1936 - 1996
Terence Donovan was born into a working class family, in East London in 1936. Fascinated by photographs and photographic processing, he started working aged 11 at the London School of Photo-Engraving, leaving at 15 to become a photographer’s assistant. After a year at the John French studio (1957–58) he opened his first photographic studio in 1959 aged 22.
Work poured into his successful studio, his versatility attracted a range of clients, including leading advertising agencies, fashion and lifestyle magazines: Vogue, Harper’s Bazaar, Elle, Queen etc... Donovan came to prominence during the now famous era ‘Swinging London’, a postwar renaissance in art, fashion and photography.
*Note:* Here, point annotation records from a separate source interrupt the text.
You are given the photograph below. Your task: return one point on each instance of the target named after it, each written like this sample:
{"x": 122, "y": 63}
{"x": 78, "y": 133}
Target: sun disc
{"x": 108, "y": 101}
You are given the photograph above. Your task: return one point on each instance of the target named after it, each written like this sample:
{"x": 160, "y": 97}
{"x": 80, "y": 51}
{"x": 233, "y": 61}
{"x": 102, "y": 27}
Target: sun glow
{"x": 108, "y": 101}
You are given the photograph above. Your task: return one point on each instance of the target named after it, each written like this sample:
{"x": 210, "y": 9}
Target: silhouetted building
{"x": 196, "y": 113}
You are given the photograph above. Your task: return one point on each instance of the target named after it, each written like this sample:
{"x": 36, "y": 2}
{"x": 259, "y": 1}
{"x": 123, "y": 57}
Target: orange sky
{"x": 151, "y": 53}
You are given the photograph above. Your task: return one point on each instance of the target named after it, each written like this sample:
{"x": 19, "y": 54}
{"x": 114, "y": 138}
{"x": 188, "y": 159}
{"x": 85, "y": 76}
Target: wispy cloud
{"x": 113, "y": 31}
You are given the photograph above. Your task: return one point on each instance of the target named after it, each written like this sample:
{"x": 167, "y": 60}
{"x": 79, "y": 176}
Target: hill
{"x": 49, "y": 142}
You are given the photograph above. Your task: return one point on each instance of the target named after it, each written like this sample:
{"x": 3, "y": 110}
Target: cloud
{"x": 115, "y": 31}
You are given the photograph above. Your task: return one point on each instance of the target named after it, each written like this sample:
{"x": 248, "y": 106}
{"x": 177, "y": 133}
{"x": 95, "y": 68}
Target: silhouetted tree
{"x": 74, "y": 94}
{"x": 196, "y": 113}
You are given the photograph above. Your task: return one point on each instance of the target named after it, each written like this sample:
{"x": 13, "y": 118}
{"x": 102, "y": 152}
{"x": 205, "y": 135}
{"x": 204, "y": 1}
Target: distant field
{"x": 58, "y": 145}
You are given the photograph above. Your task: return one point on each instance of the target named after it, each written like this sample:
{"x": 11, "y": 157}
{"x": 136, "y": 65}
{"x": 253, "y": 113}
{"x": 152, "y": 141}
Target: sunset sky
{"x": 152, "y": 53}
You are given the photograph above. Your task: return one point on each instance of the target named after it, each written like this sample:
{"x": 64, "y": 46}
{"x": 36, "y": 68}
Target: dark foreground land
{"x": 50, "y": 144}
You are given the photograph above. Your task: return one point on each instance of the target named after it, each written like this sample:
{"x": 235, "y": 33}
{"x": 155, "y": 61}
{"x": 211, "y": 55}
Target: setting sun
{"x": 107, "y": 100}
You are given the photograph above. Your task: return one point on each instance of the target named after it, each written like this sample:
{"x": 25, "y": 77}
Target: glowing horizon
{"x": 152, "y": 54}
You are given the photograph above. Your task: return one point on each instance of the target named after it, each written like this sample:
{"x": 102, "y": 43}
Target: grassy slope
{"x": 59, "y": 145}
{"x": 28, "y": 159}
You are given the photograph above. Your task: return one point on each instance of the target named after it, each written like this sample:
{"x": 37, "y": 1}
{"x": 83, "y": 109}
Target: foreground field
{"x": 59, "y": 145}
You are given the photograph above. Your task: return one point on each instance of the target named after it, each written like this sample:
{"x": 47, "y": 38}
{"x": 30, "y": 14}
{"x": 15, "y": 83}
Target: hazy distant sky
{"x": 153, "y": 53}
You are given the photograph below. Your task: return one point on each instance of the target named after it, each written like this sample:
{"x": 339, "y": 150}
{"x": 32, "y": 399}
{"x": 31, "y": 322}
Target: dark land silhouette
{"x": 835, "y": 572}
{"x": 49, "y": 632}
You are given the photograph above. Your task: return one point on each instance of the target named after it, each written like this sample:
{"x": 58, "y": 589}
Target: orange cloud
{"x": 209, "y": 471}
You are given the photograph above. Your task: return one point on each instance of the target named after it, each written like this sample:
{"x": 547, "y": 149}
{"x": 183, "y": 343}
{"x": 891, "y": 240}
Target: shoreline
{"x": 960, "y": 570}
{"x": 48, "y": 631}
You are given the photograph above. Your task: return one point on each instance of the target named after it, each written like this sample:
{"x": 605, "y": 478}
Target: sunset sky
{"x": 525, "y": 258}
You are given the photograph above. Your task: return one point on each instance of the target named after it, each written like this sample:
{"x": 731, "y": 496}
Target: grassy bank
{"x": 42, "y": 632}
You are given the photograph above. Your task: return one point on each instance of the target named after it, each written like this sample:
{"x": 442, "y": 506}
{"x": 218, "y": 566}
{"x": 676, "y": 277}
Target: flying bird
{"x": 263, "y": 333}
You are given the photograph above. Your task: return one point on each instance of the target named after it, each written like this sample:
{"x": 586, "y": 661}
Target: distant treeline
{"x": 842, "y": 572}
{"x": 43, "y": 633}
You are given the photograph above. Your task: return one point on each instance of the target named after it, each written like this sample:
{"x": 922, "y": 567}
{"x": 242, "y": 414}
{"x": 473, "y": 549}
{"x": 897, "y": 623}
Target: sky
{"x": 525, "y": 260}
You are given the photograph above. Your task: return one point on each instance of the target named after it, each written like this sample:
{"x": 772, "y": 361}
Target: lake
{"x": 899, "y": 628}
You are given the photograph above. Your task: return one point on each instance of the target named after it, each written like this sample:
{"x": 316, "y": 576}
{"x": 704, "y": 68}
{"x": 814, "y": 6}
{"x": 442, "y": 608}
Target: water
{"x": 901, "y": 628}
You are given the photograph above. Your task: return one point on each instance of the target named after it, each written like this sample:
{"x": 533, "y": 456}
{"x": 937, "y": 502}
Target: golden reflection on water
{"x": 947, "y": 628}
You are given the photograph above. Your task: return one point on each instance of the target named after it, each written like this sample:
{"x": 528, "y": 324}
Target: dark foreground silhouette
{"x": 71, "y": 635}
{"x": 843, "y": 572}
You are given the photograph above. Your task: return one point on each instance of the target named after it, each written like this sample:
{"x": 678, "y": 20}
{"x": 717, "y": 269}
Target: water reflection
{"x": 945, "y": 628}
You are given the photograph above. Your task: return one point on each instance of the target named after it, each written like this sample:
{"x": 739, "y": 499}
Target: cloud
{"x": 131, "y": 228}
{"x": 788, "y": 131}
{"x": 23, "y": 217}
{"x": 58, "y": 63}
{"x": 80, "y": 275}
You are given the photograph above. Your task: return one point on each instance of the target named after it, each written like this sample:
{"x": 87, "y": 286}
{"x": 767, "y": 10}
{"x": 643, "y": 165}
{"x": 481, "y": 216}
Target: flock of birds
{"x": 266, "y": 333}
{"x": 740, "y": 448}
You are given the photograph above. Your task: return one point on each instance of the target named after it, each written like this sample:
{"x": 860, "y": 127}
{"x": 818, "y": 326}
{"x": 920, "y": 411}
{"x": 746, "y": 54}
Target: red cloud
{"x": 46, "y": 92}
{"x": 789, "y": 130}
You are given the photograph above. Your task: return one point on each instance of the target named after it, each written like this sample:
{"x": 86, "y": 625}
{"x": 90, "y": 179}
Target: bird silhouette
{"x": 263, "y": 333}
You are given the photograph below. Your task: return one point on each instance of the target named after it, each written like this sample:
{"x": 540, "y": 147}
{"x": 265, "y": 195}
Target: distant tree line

Associated with David Bailey and Brian Duffy, these three English photographers (nicknamed the 'Black Trinity’ by Norman Parkinson) revolutionised the world of magazine and newspaper photography. Shooting mostly with black-and-white film, Donovan’s iconoclastic, sometimes irreverent photography brought to magazines and advertising a new visual language rooted in the world he knew best – the streets of London’s East End. Taking models to bomb-ravaged waste-grounds or balancing them off steelworks and iron bridges, his gritty, noir-ish style was more like reportage than fashion photography - unlike anything that had gone before.
In the 1970s Donovan diversified, concentrating on advertising photography and the moving image. By the 1980s he was making award-winning TV commercials and advertising campaigns. He was a pioneer of the pop promotional video, most famously for Robert Palmer’s song Addicted to Love (1986).
The Royal Family, particularly Princess Diana, formed part of the many commissions he undertook until his death in 1996. He was fiercely proud to be appointed Visiting Professor at Central St Martins School of Art. Though his interests were wide-ranging, Donovan's passion for photography remained overarching and constant throughout his four decade career.